# Applecross campsite



## nickoff (Oct 11, 2005)

We leave for the NC 500 on Friday and this was just posted on one of the other forums. :-(
Copied from Applecross campsite

Applecross Campsite
1 hr · 
Unfortunately there has been a fire at Applecross campsite & the toilet block has been damaged. If you do not have a booking please seek alternative accommodation. Parties with a booking can still arrive. Sorry for any inconvenience. Campsite will be closed till further noticed.

Nick.


----------



## coppo (May 27, 2009)

For such a lovely little place the campsite has rubbish views, we never stopped there although did call in to look.


----------



## Pudsey_Bear (Sep 25, 2008)

Drive past it and wild camp next to the beach.


----------



## greygit (Apr 15, 2007)

Kev_n_Liz said:


> Drive past it and wild camp next to the beach.

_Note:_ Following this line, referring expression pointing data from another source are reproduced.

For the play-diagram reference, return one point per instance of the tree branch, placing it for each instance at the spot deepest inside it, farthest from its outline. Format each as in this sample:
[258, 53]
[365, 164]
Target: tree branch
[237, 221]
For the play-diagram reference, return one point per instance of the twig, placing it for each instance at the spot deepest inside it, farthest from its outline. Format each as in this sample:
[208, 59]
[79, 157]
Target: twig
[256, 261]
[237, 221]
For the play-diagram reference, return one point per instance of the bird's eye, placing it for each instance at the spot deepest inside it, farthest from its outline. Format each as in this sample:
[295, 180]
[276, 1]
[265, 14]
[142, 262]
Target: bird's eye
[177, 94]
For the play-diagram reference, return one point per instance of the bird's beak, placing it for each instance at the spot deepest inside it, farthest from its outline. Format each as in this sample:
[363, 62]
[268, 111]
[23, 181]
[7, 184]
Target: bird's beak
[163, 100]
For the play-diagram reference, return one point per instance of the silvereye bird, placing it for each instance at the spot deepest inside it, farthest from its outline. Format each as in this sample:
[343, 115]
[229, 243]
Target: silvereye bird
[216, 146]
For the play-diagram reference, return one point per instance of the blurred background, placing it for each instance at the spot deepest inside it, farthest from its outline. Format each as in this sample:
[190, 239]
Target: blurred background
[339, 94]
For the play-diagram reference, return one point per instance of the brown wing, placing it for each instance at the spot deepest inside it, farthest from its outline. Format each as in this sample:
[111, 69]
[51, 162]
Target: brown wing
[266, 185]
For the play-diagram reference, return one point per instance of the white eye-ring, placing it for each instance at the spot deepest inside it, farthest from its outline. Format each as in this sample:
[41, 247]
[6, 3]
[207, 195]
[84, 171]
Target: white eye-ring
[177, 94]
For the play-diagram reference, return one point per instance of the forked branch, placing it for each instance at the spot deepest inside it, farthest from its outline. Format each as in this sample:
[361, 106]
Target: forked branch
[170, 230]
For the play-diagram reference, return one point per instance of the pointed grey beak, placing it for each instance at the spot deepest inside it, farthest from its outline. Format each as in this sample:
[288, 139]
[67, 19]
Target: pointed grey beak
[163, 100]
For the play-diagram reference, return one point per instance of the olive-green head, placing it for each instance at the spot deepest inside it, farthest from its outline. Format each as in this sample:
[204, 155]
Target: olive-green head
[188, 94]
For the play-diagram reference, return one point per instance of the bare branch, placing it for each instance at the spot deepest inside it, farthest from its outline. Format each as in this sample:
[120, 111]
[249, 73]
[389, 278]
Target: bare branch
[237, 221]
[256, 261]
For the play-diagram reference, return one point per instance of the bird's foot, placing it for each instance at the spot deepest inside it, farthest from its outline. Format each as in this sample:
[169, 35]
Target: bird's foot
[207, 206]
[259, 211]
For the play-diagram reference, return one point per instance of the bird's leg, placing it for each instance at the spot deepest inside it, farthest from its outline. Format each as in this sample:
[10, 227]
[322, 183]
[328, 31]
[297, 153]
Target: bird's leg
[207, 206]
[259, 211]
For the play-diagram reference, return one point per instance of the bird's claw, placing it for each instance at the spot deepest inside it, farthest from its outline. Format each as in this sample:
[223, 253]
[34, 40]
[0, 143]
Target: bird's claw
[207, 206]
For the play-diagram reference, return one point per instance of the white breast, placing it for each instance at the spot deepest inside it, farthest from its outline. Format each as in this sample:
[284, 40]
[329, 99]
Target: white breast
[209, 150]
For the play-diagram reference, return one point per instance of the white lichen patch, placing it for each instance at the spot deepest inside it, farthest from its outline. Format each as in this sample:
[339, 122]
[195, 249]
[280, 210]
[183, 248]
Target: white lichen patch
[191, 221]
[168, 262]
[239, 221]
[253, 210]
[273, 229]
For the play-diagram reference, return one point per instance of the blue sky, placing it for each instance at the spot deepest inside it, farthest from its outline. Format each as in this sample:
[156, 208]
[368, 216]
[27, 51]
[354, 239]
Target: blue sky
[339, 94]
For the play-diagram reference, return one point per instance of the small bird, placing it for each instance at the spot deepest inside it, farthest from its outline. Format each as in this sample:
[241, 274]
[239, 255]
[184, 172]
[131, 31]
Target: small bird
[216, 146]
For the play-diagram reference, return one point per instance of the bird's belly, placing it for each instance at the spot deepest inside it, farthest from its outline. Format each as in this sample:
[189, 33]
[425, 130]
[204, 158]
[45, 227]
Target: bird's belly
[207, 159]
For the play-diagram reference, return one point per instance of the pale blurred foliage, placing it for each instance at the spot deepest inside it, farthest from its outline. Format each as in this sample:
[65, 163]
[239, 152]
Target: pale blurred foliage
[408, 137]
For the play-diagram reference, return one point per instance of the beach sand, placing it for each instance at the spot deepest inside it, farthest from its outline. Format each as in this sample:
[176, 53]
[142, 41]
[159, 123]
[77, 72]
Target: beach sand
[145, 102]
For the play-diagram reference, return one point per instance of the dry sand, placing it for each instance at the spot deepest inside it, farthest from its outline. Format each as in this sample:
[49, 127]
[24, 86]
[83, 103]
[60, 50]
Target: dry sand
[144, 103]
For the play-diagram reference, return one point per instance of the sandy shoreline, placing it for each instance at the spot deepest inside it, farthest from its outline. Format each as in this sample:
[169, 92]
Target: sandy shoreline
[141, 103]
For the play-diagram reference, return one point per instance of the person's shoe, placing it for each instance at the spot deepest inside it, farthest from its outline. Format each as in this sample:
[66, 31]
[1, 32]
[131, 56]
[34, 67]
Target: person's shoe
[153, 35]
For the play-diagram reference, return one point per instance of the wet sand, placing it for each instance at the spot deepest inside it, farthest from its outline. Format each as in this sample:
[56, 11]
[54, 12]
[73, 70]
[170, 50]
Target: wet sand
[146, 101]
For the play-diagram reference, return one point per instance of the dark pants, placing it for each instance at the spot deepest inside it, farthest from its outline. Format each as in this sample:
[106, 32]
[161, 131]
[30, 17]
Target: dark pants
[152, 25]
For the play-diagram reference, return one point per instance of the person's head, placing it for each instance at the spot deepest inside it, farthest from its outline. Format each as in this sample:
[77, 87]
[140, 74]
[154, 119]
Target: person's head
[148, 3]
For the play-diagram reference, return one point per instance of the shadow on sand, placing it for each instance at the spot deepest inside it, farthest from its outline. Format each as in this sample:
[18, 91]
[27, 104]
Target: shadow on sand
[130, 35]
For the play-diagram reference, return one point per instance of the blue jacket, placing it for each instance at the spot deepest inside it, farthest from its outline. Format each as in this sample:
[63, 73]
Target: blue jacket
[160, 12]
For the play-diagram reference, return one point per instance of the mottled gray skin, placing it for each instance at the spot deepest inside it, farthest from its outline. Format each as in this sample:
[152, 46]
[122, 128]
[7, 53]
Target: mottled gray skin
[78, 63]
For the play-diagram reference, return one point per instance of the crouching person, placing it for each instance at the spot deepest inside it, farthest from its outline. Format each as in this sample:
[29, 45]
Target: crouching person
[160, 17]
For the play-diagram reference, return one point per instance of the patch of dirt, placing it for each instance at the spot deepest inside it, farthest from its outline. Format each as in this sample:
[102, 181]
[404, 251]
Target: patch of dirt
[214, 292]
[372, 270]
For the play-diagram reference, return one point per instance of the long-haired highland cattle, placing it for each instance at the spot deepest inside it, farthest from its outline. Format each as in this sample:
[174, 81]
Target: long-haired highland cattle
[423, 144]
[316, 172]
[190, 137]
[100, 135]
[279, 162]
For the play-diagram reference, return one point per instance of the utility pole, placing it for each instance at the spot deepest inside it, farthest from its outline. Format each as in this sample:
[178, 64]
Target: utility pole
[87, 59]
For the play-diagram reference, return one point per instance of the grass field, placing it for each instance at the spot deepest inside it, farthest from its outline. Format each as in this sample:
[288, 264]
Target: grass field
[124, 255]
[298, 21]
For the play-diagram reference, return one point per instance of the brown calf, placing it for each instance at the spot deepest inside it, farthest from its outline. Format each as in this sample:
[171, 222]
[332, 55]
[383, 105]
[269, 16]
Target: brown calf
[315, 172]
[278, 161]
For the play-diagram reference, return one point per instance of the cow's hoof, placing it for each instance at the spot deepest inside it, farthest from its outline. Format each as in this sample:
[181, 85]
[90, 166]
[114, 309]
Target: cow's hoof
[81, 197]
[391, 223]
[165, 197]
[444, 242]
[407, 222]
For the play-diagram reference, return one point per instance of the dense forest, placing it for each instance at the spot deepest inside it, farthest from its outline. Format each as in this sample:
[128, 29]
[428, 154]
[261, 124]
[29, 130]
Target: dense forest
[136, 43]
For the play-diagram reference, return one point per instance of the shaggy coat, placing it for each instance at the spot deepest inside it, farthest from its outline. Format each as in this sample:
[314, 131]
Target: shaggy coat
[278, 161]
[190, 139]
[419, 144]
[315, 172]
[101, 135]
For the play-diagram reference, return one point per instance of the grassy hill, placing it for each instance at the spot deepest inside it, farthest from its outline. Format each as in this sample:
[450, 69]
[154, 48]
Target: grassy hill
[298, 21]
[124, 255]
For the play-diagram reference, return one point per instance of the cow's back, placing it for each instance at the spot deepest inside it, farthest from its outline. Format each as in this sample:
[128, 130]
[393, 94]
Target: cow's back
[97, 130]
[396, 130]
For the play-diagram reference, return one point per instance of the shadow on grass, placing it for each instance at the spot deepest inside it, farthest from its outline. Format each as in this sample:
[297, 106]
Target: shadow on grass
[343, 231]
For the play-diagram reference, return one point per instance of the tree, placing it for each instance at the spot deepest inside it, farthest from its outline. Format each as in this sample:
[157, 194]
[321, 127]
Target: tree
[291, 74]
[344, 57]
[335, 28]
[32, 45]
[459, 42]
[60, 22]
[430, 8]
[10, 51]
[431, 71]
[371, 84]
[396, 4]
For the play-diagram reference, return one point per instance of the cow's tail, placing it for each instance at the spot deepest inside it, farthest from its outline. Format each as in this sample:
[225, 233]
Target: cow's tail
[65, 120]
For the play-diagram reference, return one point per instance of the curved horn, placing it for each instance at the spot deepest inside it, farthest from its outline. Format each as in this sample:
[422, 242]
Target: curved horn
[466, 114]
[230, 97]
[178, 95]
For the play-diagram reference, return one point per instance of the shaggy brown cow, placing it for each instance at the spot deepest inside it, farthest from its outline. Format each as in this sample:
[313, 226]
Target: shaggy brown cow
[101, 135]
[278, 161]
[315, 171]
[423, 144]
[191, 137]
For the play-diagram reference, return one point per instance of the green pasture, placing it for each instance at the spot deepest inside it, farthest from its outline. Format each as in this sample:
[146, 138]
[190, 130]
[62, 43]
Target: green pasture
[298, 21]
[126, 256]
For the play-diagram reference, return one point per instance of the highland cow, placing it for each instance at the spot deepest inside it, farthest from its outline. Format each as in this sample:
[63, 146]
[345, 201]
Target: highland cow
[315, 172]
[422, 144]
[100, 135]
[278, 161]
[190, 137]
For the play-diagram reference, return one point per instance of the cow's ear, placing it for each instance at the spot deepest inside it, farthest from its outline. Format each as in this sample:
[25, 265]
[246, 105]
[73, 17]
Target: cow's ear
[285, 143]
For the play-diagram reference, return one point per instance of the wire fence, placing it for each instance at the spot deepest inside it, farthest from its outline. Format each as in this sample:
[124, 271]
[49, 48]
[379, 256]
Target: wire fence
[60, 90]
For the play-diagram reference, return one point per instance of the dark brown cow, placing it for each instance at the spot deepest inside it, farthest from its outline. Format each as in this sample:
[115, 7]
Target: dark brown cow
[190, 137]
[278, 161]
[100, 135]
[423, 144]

Blimey is there a beach that high up?:surprise:


----------



## Pudsey_Bear (Sep 25, 2008)

Applecross, is at sea level GG


----------



## greygit (Apr 15, 2007)

Kev_n_Liz said:


> Applecross, is at sea level GG


 The Applecross campsite I used to go to isn't, to get to it was an arduous climb with very twisty bends and the ever present smell of burning clutches.


----------



## Pudsey_Bear (Sep 25, 2008)

You go over Bealach na ba of course, unless you take the long way around, but the Applecross campsite is at sea level, well maybe a metre above.


----------



## erneboy (Feb 8, 2007)

Yes it was at sea level last time I was there too Kev. Maybe it's been relocated to keep it safe from flooding.


----------



## Grizzly (May 9, 2005)

There's a lovely photo of a herd of deer on the Applecross beach in today's online Times.


----------



## nickoff (Oct 11, 2005)

Apparently now re-opened.

Nick.


----------



## coppo (May 27, 2009)

We parked on Applecross Bay, wonderful views.


----------